Free money is a rarity in this life, but that’s exactly what you get when you save into a pension.

Tens of millions of workers who pay into a company scheme get a matching contribution from their employer.

Typically, this is equivalent to three percent of their salary, but can be a lot higher in more generous workplace pension schemes.

You will not get that money if you stop paying into a company pension, so anyone who does that is effectively turning down free cash.

That is not the only way pension savers lose.

Pension contributions also attract tax relief as an incentive from the government to save. So a basic rate taxpayer who pays £80 into a pension gets that topped up to £100.

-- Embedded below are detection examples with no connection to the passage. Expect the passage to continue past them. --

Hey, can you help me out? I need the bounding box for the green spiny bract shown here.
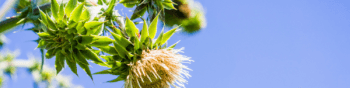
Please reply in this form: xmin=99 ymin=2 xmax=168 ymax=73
xmin=120 ymin=0 xmax=176 ymax=20
xmin=38 ymin=0 xmax=114 ymax=79
xmin=95 ymin=15 xmax=189 ymax=88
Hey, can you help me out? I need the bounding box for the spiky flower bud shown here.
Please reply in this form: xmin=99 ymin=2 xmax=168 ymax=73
xmin=95 ymin=15 xmax=192 ymax=88
xmin=125 ymin=49 xmax=192 ymax=88
xmin=38 ymin=0 xmax=115 ymax=79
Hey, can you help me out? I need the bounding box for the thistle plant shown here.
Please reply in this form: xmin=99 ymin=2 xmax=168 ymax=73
xmin=0 ymin=0 xmax=205 ymax=88
xmin=38 ymin=0 xmax=113 ymax=79
xmin=91 ymin=13 xmax=192 ymax=88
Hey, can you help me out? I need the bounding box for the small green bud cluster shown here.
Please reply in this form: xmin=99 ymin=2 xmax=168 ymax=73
xmin=37 ymin=0 xmax=114 ymax=79
xmin=95 ymin=12 xmax=189 ymax=87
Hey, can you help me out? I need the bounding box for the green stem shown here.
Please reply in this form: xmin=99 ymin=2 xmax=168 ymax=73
xmin=40 ymin=49 xmax=45 ymax=73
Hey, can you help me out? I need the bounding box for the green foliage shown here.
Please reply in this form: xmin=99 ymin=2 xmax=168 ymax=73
xmin=0 ymin=0 xmax=204 ymax=86
xmin=38 ymin=0 xmax=109 ymax=79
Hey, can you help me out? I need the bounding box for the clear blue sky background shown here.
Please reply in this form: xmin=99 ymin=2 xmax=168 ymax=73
xmin=0 ymin=0 xmax=350 ymax=88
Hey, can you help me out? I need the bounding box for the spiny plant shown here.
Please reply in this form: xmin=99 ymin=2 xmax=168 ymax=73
xmin=95 ymin=13 xmax=192 ymax=88
xmin=38 ymin=0 xmax=114 ymax=79
xmin=0 ymin=0 xmax=205 ymax=88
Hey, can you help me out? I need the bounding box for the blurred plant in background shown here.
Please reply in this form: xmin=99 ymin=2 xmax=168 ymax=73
xmin=0 ymin=0 xmax=206 ymax=88
xmin=0 ymin=52 xmax=82 ymax=88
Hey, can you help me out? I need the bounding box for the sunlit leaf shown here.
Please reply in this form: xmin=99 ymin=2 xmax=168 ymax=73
xmin=64 ymin=0 xmax=78 ymax=17
xmin=125 ymin=17 xmax=139 ymax=38
xmin=69 ymin=3 xmax=84 ymax=22
xmin=160 ymin=27 xmax=178 ymax=45
xmin=148 ymin=14 xmax=159 ymax=39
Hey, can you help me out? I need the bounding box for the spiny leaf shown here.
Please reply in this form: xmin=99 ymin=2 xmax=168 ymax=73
xmin=130 ymin=4 xmax=147 ymax=20
xmin=80 ymin=9 xmax=90 ymax=21
xmin=162 ymin=0 xmax=176 ymax=10
xmin=113 ymin=42 xmax=130 ymax=58
xmin=73 ymin=51 xmax=93 ymax=80
xmin=108 ymin=75 xmax=126 ymax=83
xmin=69 ymin=3 xmax=84 ymax=22
xmin=84 ymin=21 xmax=104 ymax=35
xmin=125 ymin=17 xmax=139 ymax=38
xmin=80 ymin=49 xmax=108 ymax=66
xmin=39 ymin=9 xmax=48 ymax=25
xmin=141 ymin=20 xmax=149 ymax=43
xmin=91 ymin=36 xmax=114 ymax=47
xmin=73 ymin=50 xmax=89 ymax=65
xmin=106 ymin=0 xmax=116 ymax=14
xmin=154 ymin=29 xmax=164 ymax=46
xmin=160 ymin=27 xmax=179 ymax=45
xmin=78 ymin=35 xmax=96 ymax=45
xmin=46 ymin=15 xmax=57 ymax=30
xmin=64 ymin=0 xmax=78 ymax=17
xmin=111 ymin=32 xmax=131 ymax=47
xmin=66 ymin=53 xmax=78 ymax=76
xmin=51 ymin=0 xmax=60 ymax=21
xmin=37 ymin=40 xmax=47 ymax=49
xmin=37 ymin=32 xmax=52 ymax=39
xmin=148 ymin=14 xmax=159 ymax=39
xmin=98 ymin=46 xmax=118 ymax=55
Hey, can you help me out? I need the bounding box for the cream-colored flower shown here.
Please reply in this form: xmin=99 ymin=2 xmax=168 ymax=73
xmin=125 ymin=49 xmax=192 ymax=88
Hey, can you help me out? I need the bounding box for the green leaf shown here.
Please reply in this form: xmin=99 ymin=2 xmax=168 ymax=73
xmin=160 ymin=27 xmax=179 ymax=45
xmin=66 ymin=53 xmax=78 ymax=76
xmin=56 ymin=3 xmax=64 ymax=21
xmin=154 ymin=29 xmax=164 ymax=46
xmin=94 ymin=69 xmax=112 ymax=75
xmin=80 ymin=9 xmax=90 ymax=21
xmin=91 ymin=36 xmax=114 ymax=47
xmin=37 ymin=40 xmax=47 ymax=49
xmin=37 ymin=32 xmax=52 ymax=39
xmin=148 ymin=14 xmax=159 ymax=39
xmin=130 ymin=4 xmax=147 ymax=20
xmin=64 ymin=0 xmax=78 ymax=17
xmin=162 ymin=0 xmax=176 ymax=10
xmin=98 ymin=46 xmax=118 ymax=55
xmin=46 ymin=15 xmax=57 ymax=30
xmin=84 ymin=21 xmax=104 ymax=35
xmin=39 ymin=9 xmax=48 ymax=26
xmin=111 ymin=32 xmax=131 ymax=47
xmin=75 ymin=21 xmax=84 ymax=33
xmin=106 ymin=0 xmax=116 ymax=14
xmin=45 ymin=49 xmax=56 ymax=59
xmin=108 ymin=75 xmax=126 ymax=83
xmin=113 ymin=43 xmax=130 ymax=58
xmin=51 ymin=0 xmax=60 ymax=21
xmin=80 ymin=49 xmax=108 ymax=67
xmin=69 ymin=3 xmax=84 ymax=22
xmin=78 ymin=62 xmax=94 ymax=80
xmin=73 ymin=51 xmax=93 ymax=80
xmin=112 ymin=27 xmax=123 ymax=35
xmin=125 ymin=17 xmax=139 ymax=38
xmin=73 ymin=51 xmax=89 ymax=65
xmin=134 ymin=34 xmax=142 ymax=50
xmin=141 ymin=20 xmax=149 ymax=43
xmin=78 ymin=35 xmax=96 ymax=45
xmin=55 ymin=51 xmax=64 ymax=74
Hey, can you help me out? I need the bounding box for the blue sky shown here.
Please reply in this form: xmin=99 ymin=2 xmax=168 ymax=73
xmin=0 ymin=0 xmax=350 ymax=88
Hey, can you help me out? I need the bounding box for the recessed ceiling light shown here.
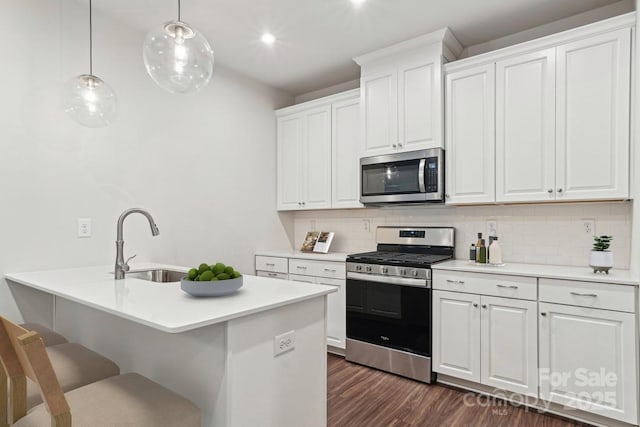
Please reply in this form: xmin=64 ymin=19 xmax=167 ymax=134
xmin=260 ymin=33 xmax=276 ymax=45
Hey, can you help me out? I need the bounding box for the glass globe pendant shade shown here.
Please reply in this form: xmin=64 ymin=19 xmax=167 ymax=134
xmin=64 ymin=74 xmax=117 ymax=128
xmin=142 ymin=21 xmax=213 ymax=93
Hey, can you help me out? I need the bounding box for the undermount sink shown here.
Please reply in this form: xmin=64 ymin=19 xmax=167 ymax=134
xmin=125 ymin=269 xmax=187 ymax=283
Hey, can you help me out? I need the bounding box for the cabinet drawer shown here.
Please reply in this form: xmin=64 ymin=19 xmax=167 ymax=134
xmin=540 ymin=279 xmax=635 ymax=313
xmin=433 ymin=270 xmax=538 ymax=300
xmin=256 ymin=255 xmax=289 ymax=273
xmin=256 ymin=271 xmax=289 ymax=280
xmin=289 ymin=258 xmax=346 ymax=279
xmin=289 ymin=274 xmax=318 ymax=283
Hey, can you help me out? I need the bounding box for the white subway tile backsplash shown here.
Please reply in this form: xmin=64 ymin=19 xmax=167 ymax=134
xmin=294 ymin=202 xmax=632 ymax=269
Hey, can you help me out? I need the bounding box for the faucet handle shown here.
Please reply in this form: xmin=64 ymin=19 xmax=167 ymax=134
xmin=122 ymin=254 xmax=138 ymax=271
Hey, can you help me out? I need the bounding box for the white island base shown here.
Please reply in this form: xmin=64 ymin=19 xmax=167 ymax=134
xmin=7 ymin=266 xmax=332 ymax=427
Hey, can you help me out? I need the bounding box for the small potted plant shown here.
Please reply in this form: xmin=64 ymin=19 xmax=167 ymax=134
xmin=589 ymin=236 xmax=613 ymax=274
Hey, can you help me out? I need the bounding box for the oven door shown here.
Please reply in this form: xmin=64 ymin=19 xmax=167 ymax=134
xmin=347 ymin=272 xmax=431 ymax=357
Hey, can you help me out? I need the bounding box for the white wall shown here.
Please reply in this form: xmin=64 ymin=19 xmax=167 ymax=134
xmin=0 ymin=0 xmax=293 ymax=319
xmin=294 ymin=202 xmax=632 ymax=269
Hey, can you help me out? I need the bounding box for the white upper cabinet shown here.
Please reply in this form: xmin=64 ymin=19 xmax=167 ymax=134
xmin=331 ymin=96 xmax=362 ymax=208
xmin=445 ymin=13 xmax=635 ymax=204
xmin=496 ymin=49 xmax=556 ymax=202
xmin=276 ymin=89 xmax=362 ymax=210
xmin=556 ymin=28 xmax=631 ymax=200
xmin=355 ymin=29 xmax=462 ymax=157
xmin=277 ymin=114 xmax=304 ymax=210
xmin=445 ymin=64 xmax=495 ymax=204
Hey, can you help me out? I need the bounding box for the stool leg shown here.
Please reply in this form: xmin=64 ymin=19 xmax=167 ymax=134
xmin=0 ymin=366 xmax=9 ymax=427
xmin=9 ymin=377 xmax=27 ymax=424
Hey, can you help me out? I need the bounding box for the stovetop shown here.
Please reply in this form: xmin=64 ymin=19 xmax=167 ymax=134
xmin=347 ymin=251 xmax=453 ymax=267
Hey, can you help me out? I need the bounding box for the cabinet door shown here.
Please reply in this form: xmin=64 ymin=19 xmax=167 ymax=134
xmin=480 ymin=296 xmax=538 ymax=397
xmin=298 ymin=106 xmax=331 ymax=209
xmin=316 ymin=277 xmax=347 ymax=349
xmin=496 ymin=49 xmax=555 ymax=202
xmin=331 ymin=98 xmax=363 ymax=208
xmin=360 ymin=68 xmax=398 ymax=157
xmin=556 ymin=28 xmax=631 ymax=200
xmin=445 ymin=64 xmax=495 ymax=204
xmin=539 ymin=303 xmax=638 ymax=424
xmin=276 ymin=114 xmax=304 ymax=210
xmin=433 ymin=291 xmax=480 ymax=382
xmin=398 ymin=56 xmax=443 ymax=151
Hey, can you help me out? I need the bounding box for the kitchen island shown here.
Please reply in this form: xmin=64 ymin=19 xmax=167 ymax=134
xmin=6 ymin=264 xmax=335 ymax=426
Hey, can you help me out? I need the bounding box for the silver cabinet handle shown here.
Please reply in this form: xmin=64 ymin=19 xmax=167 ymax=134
xmin=569 ymin=292 xmax=598 ymax=298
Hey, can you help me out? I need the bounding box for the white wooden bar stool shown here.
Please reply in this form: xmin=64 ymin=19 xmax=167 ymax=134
xmin=0 ymin=316 xmax=201 ymax=427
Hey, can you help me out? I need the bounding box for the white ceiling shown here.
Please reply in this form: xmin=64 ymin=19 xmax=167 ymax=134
xmin=93 ymin=0 xmax=617 ymax=95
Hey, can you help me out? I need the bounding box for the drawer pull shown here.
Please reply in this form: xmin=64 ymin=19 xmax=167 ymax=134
xmin=569 ymin=292 xmax=598 ymax=298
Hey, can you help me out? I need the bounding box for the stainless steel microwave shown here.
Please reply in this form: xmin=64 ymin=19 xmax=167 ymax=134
xmin=360 ymin=148 xmax=444 ymax=205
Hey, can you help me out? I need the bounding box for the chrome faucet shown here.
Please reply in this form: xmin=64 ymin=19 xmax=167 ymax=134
xmin=114 ymin=208 xmax=160 ymax=280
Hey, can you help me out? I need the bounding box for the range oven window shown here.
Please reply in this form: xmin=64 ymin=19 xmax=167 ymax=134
xmin=347 ymin=279 xmax=431 ymax=356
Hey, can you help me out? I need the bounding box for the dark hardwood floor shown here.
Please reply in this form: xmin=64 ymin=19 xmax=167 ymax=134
xmin=327 ymin=354 xmax=585 ymax=427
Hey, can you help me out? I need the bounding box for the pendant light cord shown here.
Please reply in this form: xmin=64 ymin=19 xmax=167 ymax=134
xmin=89 ymin=0 xmax=93 ymax=76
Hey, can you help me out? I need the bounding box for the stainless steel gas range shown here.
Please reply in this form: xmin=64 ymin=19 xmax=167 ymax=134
xmin=346 ymin=227 xmax=455 ymax=383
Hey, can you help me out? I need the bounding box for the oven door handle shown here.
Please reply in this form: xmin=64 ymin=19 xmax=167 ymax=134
xmin=418 ymin=159 xmax=427 ymax=193
xmin=347 ymin=271 xmax=431 ymax=288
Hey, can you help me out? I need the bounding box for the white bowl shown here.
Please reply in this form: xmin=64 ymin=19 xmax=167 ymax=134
xmin=180 ymin=276 xmax=242 ymax=297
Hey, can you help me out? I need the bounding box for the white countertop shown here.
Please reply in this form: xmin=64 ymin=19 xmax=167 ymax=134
xmin=255 ymin=249 xmax=348 ymax=262
xmin=431 ymin=260 xmax=640 ymax=286
xmin=5 ymin=263 xmax=336 ymax=333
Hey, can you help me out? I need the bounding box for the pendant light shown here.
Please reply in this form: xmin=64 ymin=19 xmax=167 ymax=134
xmin=64 ymin=0 xmax=117 ymax=128
xmin=142 ymin=0 xmax=213 ymax=93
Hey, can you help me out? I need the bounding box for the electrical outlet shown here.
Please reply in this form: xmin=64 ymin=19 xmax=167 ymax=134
xmin=582 ymin=219 xmax=596 ymax=236
xmin=78 ymin=218 xmax=91 ymax=237
xmin=273 ymin=331 xmax=296 ymax=356
xmin=486 ymin=219 xmax=498 ymax=237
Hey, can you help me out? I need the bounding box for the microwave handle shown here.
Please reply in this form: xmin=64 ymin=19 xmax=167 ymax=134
xmin=418 ymin=159 xmax=427 ymax=193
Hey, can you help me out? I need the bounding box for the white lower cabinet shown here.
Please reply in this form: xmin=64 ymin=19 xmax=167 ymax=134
xmin=433 ymin=290 xmax=538 ymax=396
xmin=256 ymin=255 xmax=347 ymax=350
xmin=539 ymin=302 xmax=638 ymax=424
xmin=480 ymin=296 xmax=538 ymax=396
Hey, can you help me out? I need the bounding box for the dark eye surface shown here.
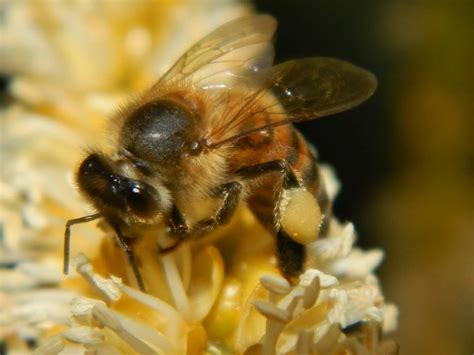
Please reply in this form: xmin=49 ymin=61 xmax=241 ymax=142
xmin=122 ymin=101 xmax=193 ymax=163
xmin=126 ymin=181 xmax=159 ymax=218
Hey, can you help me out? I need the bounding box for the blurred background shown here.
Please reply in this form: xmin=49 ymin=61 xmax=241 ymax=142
xmin=255 ymin=0 xmax=474 ymax=354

A higher rate 40 percent taxpayer only pays £60 for each £100 that goes into their pension.

Remember, this is on top of any employer contribution.

Workers who stop paying into a company pension may save a bit of money today but in return miss out on this double cash booster, warns former Pensions Minister and campaigner Ros Altmann.

This is a real worry as one in five workers is considering stopping pension contributions as they look for ways to cut their monthly spending, according to the Pensions Management Institute.

Workers who cut their pension contributions will harm their retirement prospects while doing surprisingly little to boost their spending power, Altmann says.

They will lose far more money than they gain but many do not realise the danger, because they do not understand how pension contributions work. 

“If you pay £40 into a pension, that can immediately become £100 or more in your pot once employer contributions and tax relief are added,” Altmann says.

An employee who stops paying into a scheme may save themselves £40 today, but at a much greater cost.

In a further blow, they will lose all future growth on that contribution, which is tax free.

If a 35-year-old invested £100 in a pension today and the pot grew at an average rate of seven percent a year, it would be worth £933 by the time they came to retire at age 68.

By saving £40 they have lost more than 23 times as much money.

The lost would be lower for someone who is closer to retirement as their money has less time to compound in value, but it would be even higher for younger savers.

READ MORE: State pension to rise by double inflation but older people get less

The self-employed do not get an employer contribution, so the loss is not quite as great. But they still get tax relief on any money they pay in themselves, which they will sacrifice if they stop paying in.

Lower income workers who claim means-tested benefit universal credit will also lose if they opt out of a company pension, Altmann warns.

The Department for Work and Pensions ignores pension contributions when calculating net earnings and will cut benefits payments if people no longer pay into a scheme. 

So, paying £100 a month into a pension scheme will reduce the income used in the universal credit calculation by the full £100, Altmann says. 

“If their income is lower, they receive extra benefits. Stopping pension contributions of £100 will mean £55 less in Universal Credit. 

Carla Morris, financial planner at wealth manager RBC Brewin Dolphin, said some may struggle to keep paying into a pension as they battle to meet essential bills. “Rather than stopping contributions completely, it would be best to reduce payments for a period of time, then catch up later.”